A very minor nit: Julia is a compiled language, but it has an unusual model where it compiles functions the first time they're used. This is why highly-optimized Julia can have pretty extreme performance.

> I would say the performance is overstated by the community but out of the box it is good enough to avoid languages like C/C++ to build solutions.

For about a year we had a 2-hour problem in our hiring pipeline where the main goal was to write the fastest code possible to do a task, and the best 2 solutions were in Julia. C++ was a close third, and Rust after that.

2 comments

I would not call that very unusual, even Lisp and Dartmouth BASIC used such approach, BASIC only got the fame of being interpreted when the compiler was thrown away to fit the language with 8 bit home computers ROMs.

Or anyone living in any JIT ecosystem for that matter, when it actually kicks off is an implementation detail, and some ecosystems even have configuration options.

> A very minor nit: Julia is a compiled language

Caught.

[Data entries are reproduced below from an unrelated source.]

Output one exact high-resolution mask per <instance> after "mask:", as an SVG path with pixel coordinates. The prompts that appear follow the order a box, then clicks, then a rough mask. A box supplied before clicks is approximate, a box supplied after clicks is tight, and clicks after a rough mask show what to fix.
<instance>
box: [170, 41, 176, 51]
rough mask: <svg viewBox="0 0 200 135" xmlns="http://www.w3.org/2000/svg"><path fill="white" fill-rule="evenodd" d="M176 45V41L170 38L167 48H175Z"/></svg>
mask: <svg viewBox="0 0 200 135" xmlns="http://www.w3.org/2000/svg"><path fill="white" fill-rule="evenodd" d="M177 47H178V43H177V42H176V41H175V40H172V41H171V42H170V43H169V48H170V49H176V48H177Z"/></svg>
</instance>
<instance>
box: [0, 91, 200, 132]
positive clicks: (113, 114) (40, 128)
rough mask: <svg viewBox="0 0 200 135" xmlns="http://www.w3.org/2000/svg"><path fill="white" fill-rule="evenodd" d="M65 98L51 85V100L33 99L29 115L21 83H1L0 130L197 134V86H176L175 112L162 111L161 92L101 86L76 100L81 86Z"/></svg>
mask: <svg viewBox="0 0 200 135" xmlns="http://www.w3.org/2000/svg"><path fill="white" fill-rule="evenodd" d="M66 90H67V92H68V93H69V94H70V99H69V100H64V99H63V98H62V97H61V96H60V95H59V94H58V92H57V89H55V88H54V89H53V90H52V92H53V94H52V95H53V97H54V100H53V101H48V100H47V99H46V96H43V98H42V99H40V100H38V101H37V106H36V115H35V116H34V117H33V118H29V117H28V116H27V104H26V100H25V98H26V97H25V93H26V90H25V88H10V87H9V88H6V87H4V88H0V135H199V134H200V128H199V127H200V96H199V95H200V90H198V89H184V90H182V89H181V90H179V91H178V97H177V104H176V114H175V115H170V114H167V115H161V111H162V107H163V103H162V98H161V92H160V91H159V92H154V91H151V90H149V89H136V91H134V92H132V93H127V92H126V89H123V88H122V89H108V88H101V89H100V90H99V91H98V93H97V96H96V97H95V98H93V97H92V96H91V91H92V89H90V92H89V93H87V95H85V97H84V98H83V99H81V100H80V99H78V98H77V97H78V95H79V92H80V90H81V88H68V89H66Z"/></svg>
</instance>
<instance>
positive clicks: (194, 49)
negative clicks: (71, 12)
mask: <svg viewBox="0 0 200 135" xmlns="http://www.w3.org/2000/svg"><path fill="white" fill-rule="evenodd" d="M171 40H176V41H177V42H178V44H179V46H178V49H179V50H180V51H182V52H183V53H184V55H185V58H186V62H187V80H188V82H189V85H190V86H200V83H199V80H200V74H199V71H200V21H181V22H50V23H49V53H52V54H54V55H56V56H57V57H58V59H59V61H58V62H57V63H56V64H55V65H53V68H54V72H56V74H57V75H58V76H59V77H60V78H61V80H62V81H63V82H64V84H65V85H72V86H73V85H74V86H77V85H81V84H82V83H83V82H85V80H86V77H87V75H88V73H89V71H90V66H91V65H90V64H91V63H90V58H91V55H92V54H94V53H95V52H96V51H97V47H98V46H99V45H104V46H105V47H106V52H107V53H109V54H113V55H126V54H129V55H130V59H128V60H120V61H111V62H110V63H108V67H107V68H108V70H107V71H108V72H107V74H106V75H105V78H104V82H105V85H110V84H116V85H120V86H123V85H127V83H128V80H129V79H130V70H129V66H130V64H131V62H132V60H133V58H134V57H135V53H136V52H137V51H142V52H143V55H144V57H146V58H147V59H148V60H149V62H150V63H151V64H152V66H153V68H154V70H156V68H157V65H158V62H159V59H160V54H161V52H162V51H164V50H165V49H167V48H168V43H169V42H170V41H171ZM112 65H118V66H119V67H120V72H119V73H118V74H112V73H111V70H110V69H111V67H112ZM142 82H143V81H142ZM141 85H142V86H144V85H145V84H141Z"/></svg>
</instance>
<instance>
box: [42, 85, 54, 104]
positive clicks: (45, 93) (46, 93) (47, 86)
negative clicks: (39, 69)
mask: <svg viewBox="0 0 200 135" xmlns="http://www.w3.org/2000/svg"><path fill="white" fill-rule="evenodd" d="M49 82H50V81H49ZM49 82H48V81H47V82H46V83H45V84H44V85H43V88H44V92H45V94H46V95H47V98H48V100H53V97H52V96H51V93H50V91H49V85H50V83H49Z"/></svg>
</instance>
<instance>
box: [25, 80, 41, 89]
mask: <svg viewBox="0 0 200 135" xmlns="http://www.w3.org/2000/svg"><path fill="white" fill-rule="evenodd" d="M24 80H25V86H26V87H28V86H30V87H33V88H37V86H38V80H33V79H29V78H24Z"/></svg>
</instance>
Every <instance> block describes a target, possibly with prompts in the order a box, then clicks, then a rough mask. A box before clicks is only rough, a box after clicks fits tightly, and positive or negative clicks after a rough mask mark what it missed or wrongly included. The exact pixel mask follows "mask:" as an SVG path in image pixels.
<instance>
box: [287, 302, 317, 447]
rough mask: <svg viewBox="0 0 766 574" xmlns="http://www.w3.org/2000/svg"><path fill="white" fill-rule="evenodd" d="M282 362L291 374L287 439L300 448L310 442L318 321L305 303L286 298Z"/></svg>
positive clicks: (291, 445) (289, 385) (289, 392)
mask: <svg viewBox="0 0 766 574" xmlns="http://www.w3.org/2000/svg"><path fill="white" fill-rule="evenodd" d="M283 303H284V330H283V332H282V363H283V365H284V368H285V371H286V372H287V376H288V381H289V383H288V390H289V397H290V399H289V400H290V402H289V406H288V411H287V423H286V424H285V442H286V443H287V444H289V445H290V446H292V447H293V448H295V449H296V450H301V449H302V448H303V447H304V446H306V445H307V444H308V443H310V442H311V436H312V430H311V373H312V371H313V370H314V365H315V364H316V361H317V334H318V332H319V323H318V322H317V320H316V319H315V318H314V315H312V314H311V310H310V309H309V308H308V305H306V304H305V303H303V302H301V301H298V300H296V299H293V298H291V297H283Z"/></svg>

Should have just listed the usual suspects (C, C++, maybe Rust nowadays?).

> and the best 2 solutions were in Julia. C++ was a close third, and Rust after that.

Awesome. Which type of problem was this, if you can share?

It was roughly "given this dataset with 100 time series, write code to calculate these statistics as performantly as possible. Make one single-threaded version and one using 4 cores."

The C++ versions were around ~250 lines long, and the developers generally only had time to try one approach. While the Julia versions were around ~80 lines long, and the developers had time to try several approaches. I'm sure the best theoretically possible C++ version is faster than the best Julia version, but given that we're always working with time constraints, the performance per developer hour in Julia tends to be really good in my experience.